About nine million girls and six million boys in Africa aged between six and 11 never go to school

The African Center for Economic Transformation notes a lack of emphasis on science, technology, engineering, maths, technical and vocational education, and higher-order cognitive and analytical skills. Indeed, in 2019, only 8.5% of upper secondary school students were enrolled in vocational programs in sub-Saharan Africa, while just 14.2% of tertiary graduates had a science and engineering background – considered vital to the future of work. The scale of these challenges calls for urgent action. The AU has dedicated 2024 to education. The goal is to ‘educate an African fit for the 21st century’ by increasing access to inclusive, lifelong, quality and relevant education. Achieving this is possible but will require concerted effort, new ways of thinking, rapid technological adoption and committed governance.
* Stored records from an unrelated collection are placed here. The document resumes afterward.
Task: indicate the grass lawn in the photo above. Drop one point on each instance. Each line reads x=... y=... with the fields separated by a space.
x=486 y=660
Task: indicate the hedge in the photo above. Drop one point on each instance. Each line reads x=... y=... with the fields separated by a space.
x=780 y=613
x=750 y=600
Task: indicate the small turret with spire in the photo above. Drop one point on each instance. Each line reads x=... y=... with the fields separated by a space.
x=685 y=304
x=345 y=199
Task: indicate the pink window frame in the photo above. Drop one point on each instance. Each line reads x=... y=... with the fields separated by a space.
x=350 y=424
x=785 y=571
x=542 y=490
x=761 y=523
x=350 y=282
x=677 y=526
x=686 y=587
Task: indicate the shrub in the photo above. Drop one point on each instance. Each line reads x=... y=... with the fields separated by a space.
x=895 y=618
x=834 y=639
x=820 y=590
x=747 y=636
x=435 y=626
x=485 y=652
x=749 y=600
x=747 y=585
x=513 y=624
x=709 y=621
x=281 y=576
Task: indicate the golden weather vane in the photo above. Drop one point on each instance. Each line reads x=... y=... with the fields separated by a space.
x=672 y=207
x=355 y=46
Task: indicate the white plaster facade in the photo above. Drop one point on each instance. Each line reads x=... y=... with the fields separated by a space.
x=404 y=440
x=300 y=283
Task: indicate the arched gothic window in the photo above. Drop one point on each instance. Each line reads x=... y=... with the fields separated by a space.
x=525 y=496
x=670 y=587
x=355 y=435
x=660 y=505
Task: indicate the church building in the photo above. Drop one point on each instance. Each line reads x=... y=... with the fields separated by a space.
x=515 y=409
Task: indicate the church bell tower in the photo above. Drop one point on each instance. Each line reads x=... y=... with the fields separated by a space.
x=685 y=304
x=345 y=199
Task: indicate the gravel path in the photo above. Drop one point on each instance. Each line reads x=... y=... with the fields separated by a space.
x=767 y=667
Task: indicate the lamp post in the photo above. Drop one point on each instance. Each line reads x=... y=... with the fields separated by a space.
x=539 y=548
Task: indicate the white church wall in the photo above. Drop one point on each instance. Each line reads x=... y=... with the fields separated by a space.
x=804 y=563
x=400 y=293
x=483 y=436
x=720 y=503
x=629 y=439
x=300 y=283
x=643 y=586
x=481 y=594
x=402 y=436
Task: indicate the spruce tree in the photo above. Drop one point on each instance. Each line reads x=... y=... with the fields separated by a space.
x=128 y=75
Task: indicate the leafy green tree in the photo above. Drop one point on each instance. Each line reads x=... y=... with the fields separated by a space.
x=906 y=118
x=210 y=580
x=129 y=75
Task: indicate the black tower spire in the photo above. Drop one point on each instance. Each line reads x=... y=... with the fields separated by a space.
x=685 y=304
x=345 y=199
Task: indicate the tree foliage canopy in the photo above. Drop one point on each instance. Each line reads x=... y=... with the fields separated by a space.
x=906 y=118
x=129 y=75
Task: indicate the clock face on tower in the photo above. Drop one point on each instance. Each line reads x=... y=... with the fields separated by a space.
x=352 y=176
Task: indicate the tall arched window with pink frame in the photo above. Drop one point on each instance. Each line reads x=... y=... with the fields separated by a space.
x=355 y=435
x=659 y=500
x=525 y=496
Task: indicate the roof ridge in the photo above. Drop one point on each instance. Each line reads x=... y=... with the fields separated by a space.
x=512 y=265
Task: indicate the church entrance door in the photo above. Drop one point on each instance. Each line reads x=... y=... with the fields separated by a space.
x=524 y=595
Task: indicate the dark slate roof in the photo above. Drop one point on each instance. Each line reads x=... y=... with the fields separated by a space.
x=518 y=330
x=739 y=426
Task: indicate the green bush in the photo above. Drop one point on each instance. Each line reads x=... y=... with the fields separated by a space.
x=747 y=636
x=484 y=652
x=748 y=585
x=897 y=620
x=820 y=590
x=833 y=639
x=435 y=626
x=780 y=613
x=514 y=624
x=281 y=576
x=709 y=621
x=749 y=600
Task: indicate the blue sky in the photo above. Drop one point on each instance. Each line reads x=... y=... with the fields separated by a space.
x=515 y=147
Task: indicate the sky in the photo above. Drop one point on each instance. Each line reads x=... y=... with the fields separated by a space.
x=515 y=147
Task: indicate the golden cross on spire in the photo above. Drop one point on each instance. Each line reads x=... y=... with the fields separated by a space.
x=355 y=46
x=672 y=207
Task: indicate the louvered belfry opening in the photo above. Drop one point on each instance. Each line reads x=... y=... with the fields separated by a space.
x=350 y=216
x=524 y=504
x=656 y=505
Africa must improve every level of education to ensure it retains students and increases the progression rate to expand the pool of learners at each successive stage. This can be achieved by implementing policies such as free senior secondary school and targeted school feeding programmes to increase enrolments and survival rates. Good quality education is vital, as is offering vocational and technical training rather than focusing just on academic teaching, as occurs in many African countries. Simply pushing children through school is not a solution if their education doesn’t address the basics of reading, writing and arithmetic, and allow them to build the skills required for the Fourth Industrial Revolution. Quality education is vital, as is vocational and technical training rather than just academic teaching

African countries should dedicate extra hours to numeracy and literacy at pre-primary and primary levels to improve foundational learning for reading and maths. New teaching technologies and methods must be used to meet future challenges, especially after the COVID-19 pandemic. Partnerships with telecommunication firms and internet service providers can reduce the cost of broadband services and mobile data, which impedes virtual learning. More parental involvement, upskilling teachers, and designing teaching and learning methods that are sensitive to local conditions are central to creating functioning education systems throughout Africa. Once the basics are in place, technology such as 5G, artificial intelligence and augmented reality could help drive progress. Careful planning, innovation, investment and leadership are needed to reverse the continent’s education backlog.